Wilson said that local stores have “donated funds, supplies, and merchandise to local shelters, the American Red Cross, Butte County Sheriff, Hope Center and local churches among others.”
On November 12, actor James Woods asked Walmart to keep the bathrooms in the store open for evacuees via Twitter. The company replied that it would provide fire victims with portable bathrooms, blankets, sleeping bags, and water.
Thanks James. We're with you. We've brought in a number of portable bathrooms and are providing supplies such as blankets, sleeping bags and water to fire victims sheltering in our parking lot.
— Walmart (@Walmart) November 13, 2018
Bay Area news station Kron 4 reported that volunteers were converging on the parking lot as well, passing out free meals, clothing, and water, and managing donations.
“All of us here are in the same situation – whether you lost a trailer or a really nice home, we’re all in the same place,” fire evacuee Laura Whitaker told The Chico Enterprise-Record.

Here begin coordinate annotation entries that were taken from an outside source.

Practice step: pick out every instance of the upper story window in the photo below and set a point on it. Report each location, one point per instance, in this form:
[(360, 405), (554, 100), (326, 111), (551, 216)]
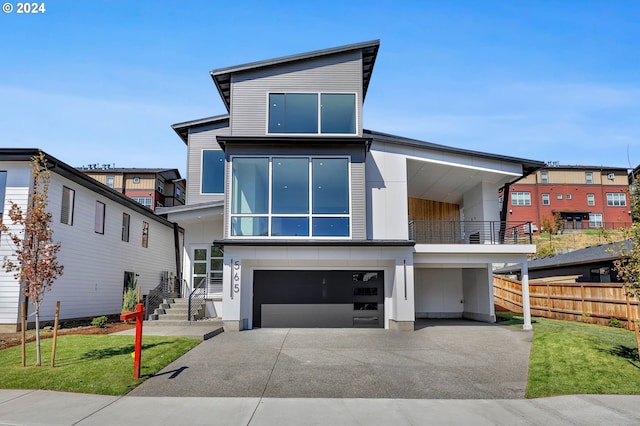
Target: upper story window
[(312, 113), (588, 176), (616, 199), (520, 198), (212, 171), (290, 197), (544, 176), (66, 212), (545, 200)]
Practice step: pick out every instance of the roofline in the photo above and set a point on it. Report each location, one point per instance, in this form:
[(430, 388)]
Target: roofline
[(221, 76), (529, 165), (182, 129), (63, 169)]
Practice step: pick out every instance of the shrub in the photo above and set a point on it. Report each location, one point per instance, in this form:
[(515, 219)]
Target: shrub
[(615, 322), (99, 322)]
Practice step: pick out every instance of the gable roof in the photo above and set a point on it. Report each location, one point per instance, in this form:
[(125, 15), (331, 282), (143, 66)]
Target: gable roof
[(182, 129), (528, 166), (599, 253), (222, 76), (71, 173)]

Other evacuees in the camp told the local newspaper that Walmart had given them a $US100 gift card.
On its Facebook page, Walmart’s Chico location said that the company has created a foundation for Camp Fire victims. The company will reportedly donate $US500,000 to the cause.
“Walmart has been a part of the Chico community for nearly 25 years and our hearts go out to everyone affected by this natural disaster,” Wilson said in a statement to Business Insider. “We know this is a difficult time and want our customers, associates and neighbours to be safe and have the support they need.”

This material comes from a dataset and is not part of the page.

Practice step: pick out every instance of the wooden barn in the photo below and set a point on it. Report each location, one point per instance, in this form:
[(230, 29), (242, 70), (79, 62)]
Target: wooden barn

In response to Business Insider’s inquiry about CBS Sacramento’s report that the company asked fire victims to vacate the parking lot by 1 p.m. on Sunday, Wilson said that Walmart has not set any relocation deadlines for evacuees.
“We share the city and county’s concern for the health, safety and well-being of all the wildfire evacuees,” Wilson said. “While we are happy to have been able to provide an immediate place of escape from the wildfire, we understand that our parking lots are not a viable long-term housing solution and are working closely with the American Red Cross, the County and local organisations to best preserve the health and safety of those impacted by the Camp Fire.”